In development it might be a good idea to define for Traefik container --certificatesResolvers.sample.acme.caServer="https://acme-staging-v02.api.letsencrypt.org/directory" this will let you avoid Let's Encrypt errors connected with issuing too many certificates for given domain.

Unable to obtain ACME certificate for domains ...
Error creating new order :: too many certificates already issued for exact set of domains ...
... see https://letsencrypt.org/docs/rate-limits/ ...

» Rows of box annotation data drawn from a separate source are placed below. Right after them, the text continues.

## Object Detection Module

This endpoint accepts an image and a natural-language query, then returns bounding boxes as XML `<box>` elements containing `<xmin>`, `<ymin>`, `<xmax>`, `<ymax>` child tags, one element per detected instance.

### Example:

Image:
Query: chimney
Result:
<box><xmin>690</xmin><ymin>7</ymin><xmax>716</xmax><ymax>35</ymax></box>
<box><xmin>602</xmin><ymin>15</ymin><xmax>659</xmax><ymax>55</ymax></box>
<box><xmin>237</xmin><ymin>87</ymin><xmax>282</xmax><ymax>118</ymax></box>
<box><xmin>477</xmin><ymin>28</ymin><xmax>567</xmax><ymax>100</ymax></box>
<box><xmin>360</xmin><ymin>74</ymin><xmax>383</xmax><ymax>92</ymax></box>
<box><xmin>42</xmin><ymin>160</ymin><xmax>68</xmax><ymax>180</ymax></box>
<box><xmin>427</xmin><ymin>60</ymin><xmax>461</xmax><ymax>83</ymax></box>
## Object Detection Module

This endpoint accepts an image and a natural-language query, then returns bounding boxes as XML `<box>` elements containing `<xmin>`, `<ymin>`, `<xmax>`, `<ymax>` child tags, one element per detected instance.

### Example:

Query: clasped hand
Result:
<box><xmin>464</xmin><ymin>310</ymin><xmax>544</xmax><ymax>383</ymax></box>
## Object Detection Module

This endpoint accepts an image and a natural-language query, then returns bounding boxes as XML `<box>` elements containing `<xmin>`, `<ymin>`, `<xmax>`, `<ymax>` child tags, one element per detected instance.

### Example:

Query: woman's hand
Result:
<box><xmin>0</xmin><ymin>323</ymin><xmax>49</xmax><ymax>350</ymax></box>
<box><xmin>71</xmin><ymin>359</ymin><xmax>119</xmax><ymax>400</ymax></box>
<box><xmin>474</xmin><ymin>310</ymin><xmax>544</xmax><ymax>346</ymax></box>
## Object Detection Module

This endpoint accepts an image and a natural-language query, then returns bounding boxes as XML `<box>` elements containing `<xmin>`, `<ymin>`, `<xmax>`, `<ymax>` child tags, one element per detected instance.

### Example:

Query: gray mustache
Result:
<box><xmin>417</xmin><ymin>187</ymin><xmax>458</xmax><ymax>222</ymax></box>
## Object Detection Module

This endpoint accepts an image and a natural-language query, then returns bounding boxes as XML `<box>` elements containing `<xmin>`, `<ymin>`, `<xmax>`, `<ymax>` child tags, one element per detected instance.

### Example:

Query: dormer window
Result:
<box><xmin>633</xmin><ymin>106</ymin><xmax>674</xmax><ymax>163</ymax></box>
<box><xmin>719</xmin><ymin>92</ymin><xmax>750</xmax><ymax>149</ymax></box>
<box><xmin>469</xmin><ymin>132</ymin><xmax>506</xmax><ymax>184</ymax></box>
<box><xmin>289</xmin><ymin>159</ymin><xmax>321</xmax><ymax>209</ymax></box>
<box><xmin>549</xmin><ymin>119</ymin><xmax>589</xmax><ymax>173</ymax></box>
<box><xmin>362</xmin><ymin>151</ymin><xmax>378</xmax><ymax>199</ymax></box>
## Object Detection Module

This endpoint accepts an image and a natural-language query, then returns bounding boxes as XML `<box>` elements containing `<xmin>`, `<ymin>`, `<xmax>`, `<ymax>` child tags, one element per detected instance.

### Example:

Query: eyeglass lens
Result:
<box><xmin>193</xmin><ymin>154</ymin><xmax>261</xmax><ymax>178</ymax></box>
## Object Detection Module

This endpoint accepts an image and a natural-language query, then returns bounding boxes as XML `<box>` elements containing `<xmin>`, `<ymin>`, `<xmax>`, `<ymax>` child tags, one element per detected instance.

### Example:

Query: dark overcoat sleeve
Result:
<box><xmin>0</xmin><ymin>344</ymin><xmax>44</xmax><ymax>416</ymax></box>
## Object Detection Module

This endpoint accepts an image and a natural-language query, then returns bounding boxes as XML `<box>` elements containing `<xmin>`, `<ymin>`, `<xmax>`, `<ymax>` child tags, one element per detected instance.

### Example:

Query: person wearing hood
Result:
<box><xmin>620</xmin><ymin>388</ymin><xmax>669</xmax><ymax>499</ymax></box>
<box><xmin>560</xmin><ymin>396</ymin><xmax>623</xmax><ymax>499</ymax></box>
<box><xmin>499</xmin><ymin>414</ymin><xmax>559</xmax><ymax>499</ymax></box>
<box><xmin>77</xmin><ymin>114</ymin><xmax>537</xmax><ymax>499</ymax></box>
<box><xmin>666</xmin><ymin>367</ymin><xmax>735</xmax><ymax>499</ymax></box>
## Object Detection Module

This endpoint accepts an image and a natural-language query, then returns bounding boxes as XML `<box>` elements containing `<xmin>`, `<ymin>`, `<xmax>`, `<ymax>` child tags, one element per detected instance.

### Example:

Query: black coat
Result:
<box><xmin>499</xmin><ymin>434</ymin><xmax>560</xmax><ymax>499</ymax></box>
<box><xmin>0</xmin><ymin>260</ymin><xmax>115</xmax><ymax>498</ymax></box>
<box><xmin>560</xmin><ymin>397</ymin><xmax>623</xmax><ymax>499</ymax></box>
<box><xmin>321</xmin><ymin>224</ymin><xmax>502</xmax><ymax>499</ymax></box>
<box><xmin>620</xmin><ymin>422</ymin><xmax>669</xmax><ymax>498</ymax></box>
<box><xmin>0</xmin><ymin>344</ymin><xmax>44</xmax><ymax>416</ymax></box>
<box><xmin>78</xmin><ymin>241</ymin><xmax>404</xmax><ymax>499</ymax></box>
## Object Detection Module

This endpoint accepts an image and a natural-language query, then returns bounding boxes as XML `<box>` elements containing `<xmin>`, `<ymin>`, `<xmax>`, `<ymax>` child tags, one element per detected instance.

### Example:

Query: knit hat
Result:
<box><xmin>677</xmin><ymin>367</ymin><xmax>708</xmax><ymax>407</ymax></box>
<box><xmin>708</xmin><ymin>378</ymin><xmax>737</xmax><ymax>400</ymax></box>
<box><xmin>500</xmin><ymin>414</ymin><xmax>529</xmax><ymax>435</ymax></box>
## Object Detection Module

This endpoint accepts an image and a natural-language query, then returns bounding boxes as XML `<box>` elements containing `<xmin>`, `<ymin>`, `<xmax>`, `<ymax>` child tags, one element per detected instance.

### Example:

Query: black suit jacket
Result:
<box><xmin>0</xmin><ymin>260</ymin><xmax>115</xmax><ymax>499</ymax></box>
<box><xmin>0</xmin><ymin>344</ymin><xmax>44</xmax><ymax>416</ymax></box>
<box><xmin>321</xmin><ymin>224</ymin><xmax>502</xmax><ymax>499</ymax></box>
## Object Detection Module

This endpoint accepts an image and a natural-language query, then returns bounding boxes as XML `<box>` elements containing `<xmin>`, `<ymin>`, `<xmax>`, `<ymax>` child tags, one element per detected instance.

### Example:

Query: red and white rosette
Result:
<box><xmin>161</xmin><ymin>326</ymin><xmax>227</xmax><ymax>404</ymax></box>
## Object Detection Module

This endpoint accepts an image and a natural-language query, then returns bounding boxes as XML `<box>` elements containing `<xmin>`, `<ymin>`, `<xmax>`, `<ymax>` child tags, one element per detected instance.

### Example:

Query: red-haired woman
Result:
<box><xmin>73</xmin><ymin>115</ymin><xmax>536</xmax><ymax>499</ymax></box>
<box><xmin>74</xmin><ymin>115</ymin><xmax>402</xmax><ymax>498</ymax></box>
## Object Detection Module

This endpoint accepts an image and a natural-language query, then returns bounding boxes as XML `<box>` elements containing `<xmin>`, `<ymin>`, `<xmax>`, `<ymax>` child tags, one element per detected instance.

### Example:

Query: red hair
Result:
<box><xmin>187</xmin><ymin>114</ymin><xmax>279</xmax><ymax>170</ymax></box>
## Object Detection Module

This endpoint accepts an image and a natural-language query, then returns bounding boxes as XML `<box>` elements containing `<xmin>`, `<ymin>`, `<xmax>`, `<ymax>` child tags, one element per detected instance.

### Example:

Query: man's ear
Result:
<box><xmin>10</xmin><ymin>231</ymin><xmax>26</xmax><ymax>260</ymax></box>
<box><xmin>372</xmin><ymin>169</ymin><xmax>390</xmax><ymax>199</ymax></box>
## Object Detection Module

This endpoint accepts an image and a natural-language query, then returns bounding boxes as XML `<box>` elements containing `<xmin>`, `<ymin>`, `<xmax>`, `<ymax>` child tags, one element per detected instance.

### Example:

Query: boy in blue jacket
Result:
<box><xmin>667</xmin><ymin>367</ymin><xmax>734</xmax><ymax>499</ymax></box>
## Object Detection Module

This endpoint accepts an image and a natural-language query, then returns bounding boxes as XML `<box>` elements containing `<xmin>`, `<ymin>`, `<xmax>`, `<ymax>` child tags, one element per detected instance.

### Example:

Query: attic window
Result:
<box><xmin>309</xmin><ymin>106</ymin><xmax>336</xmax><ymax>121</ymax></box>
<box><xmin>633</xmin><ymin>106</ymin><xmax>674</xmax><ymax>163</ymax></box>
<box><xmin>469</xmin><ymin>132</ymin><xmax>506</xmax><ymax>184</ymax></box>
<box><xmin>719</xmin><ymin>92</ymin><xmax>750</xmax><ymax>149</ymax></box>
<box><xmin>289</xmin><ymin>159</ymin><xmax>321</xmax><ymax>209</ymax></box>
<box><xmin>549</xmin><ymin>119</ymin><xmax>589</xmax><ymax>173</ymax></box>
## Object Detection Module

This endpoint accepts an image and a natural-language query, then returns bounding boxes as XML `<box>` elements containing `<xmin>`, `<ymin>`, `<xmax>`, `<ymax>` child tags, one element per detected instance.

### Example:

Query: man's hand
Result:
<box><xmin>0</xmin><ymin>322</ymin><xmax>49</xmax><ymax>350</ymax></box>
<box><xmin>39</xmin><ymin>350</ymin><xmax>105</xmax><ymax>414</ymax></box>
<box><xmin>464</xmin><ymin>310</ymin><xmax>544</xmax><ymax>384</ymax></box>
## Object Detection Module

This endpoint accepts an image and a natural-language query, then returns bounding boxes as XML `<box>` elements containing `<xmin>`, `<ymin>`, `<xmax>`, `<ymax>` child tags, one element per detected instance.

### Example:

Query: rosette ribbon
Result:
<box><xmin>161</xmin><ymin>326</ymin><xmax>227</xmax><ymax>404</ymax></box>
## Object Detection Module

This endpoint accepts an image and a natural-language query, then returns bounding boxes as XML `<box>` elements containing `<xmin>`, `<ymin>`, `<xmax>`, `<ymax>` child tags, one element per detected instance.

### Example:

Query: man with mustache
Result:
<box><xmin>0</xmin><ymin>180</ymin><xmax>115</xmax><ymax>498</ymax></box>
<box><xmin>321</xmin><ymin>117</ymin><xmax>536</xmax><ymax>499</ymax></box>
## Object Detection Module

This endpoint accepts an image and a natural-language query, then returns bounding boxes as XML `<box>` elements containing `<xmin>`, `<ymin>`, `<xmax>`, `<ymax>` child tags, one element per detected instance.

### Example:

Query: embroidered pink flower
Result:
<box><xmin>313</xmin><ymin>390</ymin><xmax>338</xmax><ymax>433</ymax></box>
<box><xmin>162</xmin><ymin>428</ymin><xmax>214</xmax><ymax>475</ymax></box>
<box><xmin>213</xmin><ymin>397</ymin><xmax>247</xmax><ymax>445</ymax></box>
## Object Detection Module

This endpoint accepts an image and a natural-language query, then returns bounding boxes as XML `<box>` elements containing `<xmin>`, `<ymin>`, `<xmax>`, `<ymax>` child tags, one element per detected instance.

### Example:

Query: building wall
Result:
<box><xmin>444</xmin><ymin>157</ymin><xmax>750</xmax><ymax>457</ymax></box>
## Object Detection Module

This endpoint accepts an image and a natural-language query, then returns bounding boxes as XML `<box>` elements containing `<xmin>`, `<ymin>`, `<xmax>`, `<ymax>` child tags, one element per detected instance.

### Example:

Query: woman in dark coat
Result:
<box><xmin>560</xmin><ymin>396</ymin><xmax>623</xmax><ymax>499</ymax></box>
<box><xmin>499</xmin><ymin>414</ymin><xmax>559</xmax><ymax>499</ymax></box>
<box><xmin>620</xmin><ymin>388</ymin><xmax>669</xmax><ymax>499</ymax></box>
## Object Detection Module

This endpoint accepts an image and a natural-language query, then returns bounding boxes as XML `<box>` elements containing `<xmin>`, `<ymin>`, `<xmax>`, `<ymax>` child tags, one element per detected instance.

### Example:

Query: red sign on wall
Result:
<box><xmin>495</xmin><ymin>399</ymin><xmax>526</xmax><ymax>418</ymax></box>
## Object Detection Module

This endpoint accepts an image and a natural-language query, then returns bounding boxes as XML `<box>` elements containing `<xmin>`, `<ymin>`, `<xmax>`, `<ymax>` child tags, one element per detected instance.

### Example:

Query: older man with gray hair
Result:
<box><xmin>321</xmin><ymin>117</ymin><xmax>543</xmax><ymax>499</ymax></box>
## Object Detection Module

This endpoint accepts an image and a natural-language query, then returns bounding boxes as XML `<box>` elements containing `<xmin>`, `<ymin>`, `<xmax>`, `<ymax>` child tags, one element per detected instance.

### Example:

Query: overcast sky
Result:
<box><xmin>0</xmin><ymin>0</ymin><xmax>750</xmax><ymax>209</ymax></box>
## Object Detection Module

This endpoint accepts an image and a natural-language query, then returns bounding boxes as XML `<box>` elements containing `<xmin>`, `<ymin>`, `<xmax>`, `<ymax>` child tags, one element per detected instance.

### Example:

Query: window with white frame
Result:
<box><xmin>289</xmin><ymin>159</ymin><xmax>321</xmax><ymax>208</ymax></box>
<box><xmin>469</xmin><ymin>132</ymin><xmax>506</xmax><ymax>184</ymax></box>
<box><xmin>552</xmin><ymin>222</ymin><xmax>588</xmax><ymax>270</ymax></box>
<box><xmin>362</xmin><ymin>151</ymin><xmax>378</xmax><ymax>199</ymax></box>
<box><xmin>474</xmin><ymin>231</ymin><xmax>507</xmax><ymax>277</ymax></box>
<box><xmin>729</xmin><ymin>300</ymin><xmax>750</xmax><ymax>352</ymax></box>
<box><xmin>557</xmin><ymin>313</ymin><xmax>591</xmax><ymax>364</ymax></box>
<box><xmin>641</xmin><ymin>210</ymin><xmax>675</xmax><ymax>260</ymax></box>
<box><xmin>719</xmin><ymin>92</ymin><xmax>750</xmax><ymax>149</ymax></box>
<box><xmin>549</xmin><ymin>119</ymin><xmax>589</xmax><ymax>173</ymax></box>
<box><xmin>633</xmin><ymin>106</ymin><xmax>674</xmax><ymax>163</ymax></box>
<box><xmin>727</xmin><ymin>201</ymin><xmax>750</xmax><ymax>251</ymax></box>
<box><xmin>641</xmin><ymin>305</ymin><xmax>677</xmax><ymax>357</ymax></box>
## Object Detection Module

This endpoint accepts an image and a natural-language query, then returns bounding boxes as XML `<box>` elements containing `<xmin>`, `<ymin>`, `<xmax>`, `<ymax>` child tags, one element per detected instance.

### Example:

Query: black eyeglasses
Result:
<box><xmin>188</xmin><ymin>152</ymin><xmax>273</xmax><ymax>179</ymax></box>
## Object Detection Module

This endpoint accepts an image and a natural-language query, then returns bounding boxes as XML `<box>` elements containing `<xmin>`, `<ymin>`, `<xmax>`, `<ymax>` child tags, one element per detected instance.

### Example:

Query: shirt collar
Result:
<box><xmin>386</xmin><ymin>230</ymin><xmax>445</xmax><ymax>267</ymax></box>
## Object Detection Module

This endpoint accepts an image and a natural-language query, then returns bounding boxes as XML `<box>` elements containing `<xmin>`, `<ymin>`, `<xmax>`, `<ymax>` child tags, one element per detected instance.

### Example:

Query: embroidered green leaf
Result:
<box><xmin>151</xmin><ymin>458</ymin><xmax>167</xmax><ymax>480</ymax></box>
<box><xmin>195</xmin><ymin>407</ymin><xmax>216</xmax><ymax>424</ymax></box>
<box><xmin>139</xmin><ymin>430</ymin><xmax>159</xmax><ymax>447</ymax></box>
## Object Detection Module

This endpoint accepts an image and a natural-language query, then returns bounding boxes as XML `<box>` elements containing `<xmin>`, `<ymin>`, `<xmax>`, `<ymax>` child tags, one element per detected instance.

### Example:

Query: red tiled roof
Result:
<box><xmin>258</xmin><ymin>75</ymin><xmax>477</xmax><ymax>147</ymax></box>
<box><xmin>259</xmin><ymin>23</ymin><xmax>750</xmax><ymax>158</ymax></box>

Note that SSL encryption ensured by the Traefik is terminated by default on the "edge" of the network. So in our case it means that traffic between Traefik and Grafana containers is not encrypted. That is why we don't have to set any SSL related flags on Grafana container. The SSL encryption is ensured "only" between user browser and Traefik, which is in most cases more than enough.

Watch mode

By default Traefik is in watch mode which means that if you change a labels for some container you don't have to restart Traefik container for changes to take effect.

Persistence

Data persistence ensured by the volumes directive let's us reuse SSL certificates generated during first Traefik run and ensures that Grafana related configuration is not lost after executing docker-compose down. This is a handy feature of a Docker but it is good to know where to look for actual files. Docker volumes (on Ubuntu) are usually located inside /var/lib/docker/volumes/ directory. You may check yours with docker volume ls and then docker volume inspect [VOLUME_NAME].

Grafana

GF_SERVER_ROOT_URL and GF_SERVER_DOMAIN are important because by default Grafana is not aware of the proxy between its container and the Internet, so in order to generate correct links you have to define the public URL.

Add Influx

If you would like to add some database, which is probably most of the Grafana use cases, you can easily define additional container. Just extend your docker-compose.yml file with:

influx:
  image: influxdb:1.7 # or any other recent version
  labels:
    # SSL endpoint
    - "traefik.http.routers.some-name-influx-ssl.entryPoints=port8086"
    - "traefik.http.routers.some-name-influx-ssl.rule=host(`YOUR.DOMAIN.TEST`)"
    - "traefik.http.routers.some-name-influx-ssl.tls=true"
    - "traefik.http.routers.some-name-influx-ssl.tls.certResolver=le-ssl"
    - "traefik.http.routers.some-name-influx-ssl.service=some-name-influx-ssl"
    - "traefik.http.services.some-name-influx-ssl.loadBalancer.server.port=8086"
  restart: always
  volumes:
    - influx-data:/var/lib/influxdb
  environment:
    - INFLUXDB_DB=SOME_DB_NAME # set any other to create database on initialization
    - INFLUXDB_HTTP_ENABLED=true
    - INFLUXDB_HTTP_AUTH_ENABLED=true

    - INFLUXDB_ADMIN_USER=SECURE_USERNAME
    - INFLUXDB_ADMIN_PASSWORD=SECURE_PASS

Extend volumes section with influx-data volume:

volumes:
  #...
  influx-data:

Add another entry point to the Traefik container by opening 8086 port:

ports:
  #...
  - "8086:8086"

and adding a label:

labels:
  #...
  - "--entryPoints.port8086.address=:8086"

Now you have also a fully functional Influx database secured with SSL.